First, the protagonists in the budget dispute ultimately realised that they had a common interest in reaching a deal, however much that deal fell short of what might have been optimal for them individually - or for Europe as a whole. The price of failure would have been too high for the European Union, in which all member states have a huge amount invested.

I can say that Tony Blair, whatever criticisms might be levelled against the British Presidency, behaved with admirable courtesy and attentiveness towards the European Parliament throughout his six months at Europe's helm. I understand that he will soon be visiting Oxford and will speak about his handling of the budget dispute and other aspects of his Presidency. I would be fascinated to be a fly on the wall.

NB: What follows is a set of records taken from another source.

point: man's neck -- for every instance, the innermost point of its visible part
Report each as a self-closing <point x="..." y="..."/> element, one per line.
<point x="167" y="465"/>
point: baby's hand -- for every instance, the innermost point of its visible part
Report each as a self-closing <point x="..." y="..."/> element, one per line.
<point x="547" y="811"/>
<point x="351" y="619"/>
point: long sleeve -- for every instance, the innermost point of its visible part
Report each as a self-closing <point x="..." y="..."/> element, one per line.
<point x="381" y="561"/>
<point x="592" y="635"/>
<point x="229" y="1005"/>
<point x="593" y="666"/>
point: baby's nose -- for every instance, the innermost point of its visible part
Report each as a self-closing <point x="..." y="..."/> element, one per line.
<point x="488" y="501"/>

Second, as the so-called ‘financial perspectives’ fall outside the normal budgetary procedure, the future-financing deal cannot be implemented without the approval of the European Parliament. We will now negotiate an Inter-Institutional Agreement with the Council and Commission, and intend only to agree it if certain important changes are made to the efficiency and accountability of the way money is spent in the Union.

Third, the debut of the new German Chancellor, Angela Merkel, in European politics proved to be encouragingly impressive. She played a crucial role in bringing the British and French positions closer together, a performance that bodes well for the future.

With Mrs Merkel, we hope that the unpredictable days of the recent past are over. Her first visit after being sworn in as German Chancellor took her in quick succession to Paris, Brussels, London and Warsaw. She visited President Bush only a few days ago, on 11 January. These visits were an expression of her deeply felt desire to regain confidence for Germany’s European and international policies wherever there have been doubts in past years. She demonstrated that she will exercise strong leadership on European and transatlantic matters.

In this approach, Germany is following its own legitimate interests, of course, but wants and can do so only if the interests of all other partners, and notably the smaller ones, are also met. This was the successful philosophy of Chancellor Helmut Kohl for many years and I cannot see why Chancellor Merkel should not be less successful. Her first weeks in office have underlined the rightfulness and success of this traditional German attitude towards Europe.

I am confident that we will see more of this new style, and more importantly, the substance of a mediating, yet resolute Germany in the years ahead. I am also confident that no matter how important German-French relations are, the European Union can only succeed if Germany, France and Britain work together in cooperation with each other and all other EU partners. Only such a constructive spirit can generate sustainable European interests and successful European policies.

It is my sincere wish that, in this spirit of reinvigorated focus, we can all work together in the years and decades ahead. The agenda is bigger than ever. It requires commitment and realism, steadfastness and application. As part of that process, it requires the most vital possible German-British cooperation in Europe. This would serve not only the interests of both of our two countries, it would recognize our common obligation - and the common potential we can realise - to make Europe work better.

The European Union is work in progress. It is a huge and potentially invaluable undertaking. Getting it right can bring enormous benefits for our citizens. The challenges of our globalised world will make Europe more, not less, important. That is why I believe it is vital that all of us - academics, business-people, civil society, even indeed politicians - work together to help Europe succeed, for our common future.